According to Stefan Leijnen and Liane Gabora, Social scientists at the University of British Columbia in Canada, who created a model which simulates how ideas spread; creative solutions can only spread if they are adopted by other individuals. Imitators play a key role spreading the successful strategies in other generations.
In addition, Leijnen and Gabora find out that to maximize the benefits of creativity in our society, no more than 30% of people should create while the rest imitates. In other words, we should spend less than 50% of our time being creative.
Many people believe that creativity cannot be learned that is inherent in each one of us. Nevertheless, they are wrong. As well as many skills creativity can be learned and developed. How do you learn?
The Social Learning Theory (Bandura) states that people learn through observing others’ behavior, attitudes, and outcomes of those behaviors. Likewise, Yale University researchers find out that imitation is one of the primary ways that children, and adults, learn what to do. Moreover, while learning something new, people over-imitate others in the process of learning, even if they know there are better ways to achieve something. The role of imitation in our learning process can also be supported by the research of Judith Harris on tribal societies. She concluded that imitation is our natural way of learning.

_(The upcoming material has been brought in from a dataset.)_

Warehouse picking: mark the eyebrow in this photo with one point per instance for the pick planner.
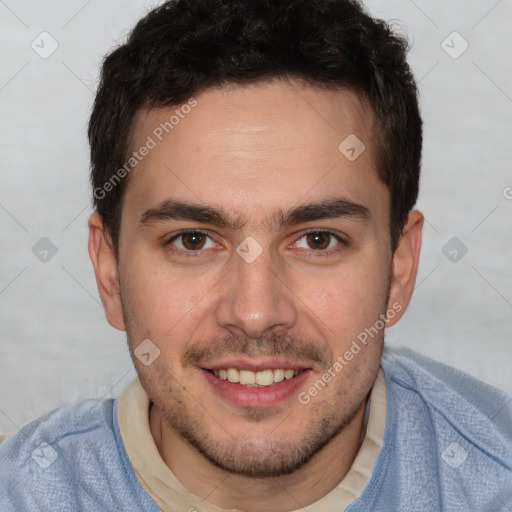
(172, 209)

The problem reversal technique (a creativity technique) states that creativity is the result of fully understanding a concept. As Lao-tzu would say, "To lead, one must follow." For example, many business people read the biographies of successful business leaders, to learn how they succeed. Writers read and analyze the works of great writers. Frank Stella, an American painter, said: "One learns about painting by looking at and imitating other painters." Finally, those who want to develop their creativity; they read creativity techniques and imitate the processes that have worked for others until they find the method that best suits them, or they are able to develop their own method.
While the mere imitation and repetition do not generate innovation, their use encourages the development of skills and the transmission of knowledge through generations, which can give birth to creativity.